How regulating vehicle design can help save lives

The European Commission published a proposal to review the General Safety Regulation (GSR) in May 2018. This regulation defines safety technologies and design features that must become standard in new vehicles if they’re to be sold in the EU. Over 25,000 people die each year as a result of road traffic collisions in the EU. Making all new vehicles safer is a big part of addressing this problem. The more well-defined and ambitious the GSR is, the more lives that will be saved.

Three ways to strengthen the Commission’s GSR proposal:

1. Minimum ambition levels: Details of safety requirements are not provided in the Commission’s proposal. Instead, the Commission outsource the development of details to a Geneva-based body known as the United Nations Economic Commission for Europe (UNECE). The EU must define the minimum requirements in the regulation so that the UNECE has a framework that is adhered to.

2. Shorter lead-in times: The lead times for many of the technologies/design features are too far in the future. For example, direct vision for all trucks would not be an obligation before 2029 (assuming the final regulation is agreed in 2019). This delay is unnecessary and undesirable for improving vehicle safety.

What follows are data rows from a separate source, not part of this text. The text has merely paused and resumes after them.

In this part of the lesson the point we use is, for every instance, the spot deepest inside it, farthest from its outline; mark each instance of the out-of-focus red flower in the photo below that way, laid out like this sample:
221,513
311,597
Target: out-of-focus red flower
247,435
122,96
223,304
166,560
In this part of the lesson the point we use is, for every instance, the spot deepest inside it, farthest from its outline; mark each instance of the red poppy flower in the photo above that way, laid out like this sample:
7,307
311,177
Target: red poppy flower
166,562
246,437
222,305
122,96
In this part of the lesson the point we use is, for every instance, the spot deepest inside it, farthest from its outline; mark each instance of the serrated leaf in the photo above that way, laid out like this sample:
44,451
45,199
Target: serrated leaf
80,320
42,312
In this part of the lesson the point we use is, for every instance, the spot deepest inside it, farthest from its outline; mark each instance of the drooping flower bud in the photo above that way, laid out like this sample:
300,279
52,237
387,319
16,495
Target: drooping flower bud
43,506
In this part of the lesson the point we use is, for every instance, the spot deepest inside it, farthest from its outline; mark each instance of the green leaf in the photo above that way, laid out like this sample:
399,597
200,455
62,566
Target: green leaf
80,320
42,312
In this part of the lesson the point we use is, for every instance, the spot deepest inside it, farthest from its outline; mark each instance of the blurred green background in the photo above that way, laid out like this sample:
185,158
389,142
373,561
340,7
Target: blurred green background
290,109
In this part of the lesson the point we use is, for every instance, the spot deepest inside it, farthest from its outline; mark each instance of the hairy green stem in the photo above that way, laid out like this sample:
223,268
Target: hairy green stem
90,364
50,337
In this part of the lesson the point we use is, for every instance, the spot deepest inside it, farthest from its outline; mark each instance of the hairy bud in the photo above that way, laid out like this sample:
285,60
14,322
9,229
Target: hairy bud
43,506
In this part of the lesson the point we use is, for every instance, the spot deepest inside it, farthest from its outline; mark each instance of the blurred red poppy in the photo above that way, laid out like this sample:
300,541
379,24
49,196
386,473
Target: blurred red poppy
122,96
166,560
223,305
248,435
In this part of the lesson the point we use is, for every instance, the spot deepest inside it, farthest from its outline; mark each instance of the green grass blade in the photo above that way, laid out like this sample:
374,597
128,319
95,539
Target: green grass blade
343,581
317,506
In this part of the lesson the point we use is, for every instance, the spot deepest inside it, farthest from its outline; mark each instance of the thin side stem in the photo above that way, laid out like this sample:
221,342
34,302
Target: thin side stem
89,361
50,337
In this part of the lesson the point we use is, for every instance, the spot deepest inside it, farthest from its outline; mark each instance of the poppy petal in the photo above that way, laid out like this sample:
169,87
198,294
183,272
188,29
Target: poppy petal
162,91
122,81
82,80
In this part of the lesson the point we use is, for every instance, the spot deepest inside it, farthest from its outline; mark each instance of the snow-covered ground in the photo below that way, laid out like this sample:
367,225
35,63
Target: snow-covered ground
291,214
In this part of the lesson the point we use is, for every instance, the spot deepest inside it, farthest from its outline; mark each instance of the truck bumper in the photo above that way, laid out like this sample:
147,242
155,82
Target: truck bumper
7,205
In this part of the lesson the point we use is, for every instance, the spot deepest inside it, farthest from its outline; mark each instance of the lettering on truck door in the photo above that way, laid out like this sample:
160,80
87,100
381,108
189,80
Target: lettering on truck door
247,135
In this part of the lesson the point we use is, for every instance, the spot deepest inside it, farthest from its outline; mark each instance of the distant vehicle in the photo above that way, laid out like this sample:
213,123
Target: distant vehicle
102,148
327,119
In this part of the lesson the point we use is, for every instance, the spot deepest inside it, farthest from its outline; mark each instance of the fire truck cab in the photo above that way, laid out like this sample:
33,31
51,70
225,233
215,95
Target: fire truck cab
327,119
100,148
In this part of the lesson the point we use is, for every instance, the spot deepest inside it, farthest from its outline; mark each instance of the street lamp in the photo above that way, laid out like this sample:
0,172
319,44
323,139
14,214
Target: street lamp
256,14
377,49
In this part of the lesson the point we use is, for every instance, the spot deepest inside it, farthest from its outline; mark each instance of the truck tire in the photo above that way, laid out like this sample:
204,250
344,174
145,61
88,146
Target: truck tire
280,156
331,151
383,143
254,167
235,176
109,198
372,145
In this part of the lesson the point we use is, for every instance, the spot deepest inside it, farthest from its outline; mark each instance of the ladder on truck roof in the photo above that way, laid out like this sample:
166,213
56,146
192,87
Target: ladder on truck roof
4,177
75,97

Bringing forward the date to 2024 would ensure that vulnerable road users are protected sooner while giving manufacturers sufficient time to adhere to the new requirements.

3. Deadlines for the UNECE: There must be a clear delegation of power to the Commission to bring forward legislation if (a) the ambition level at UNECE does not meet the minimum ambition level outlined in the GSR or (b) timely progress is not being made at the UNECE. Specifically, the law needs to require the Commission to bring forward legislative proposals three years ahead of the deadlines provided for each safety feature in the regulation so the EU is ready and able to step in if the UNECE is not delivering.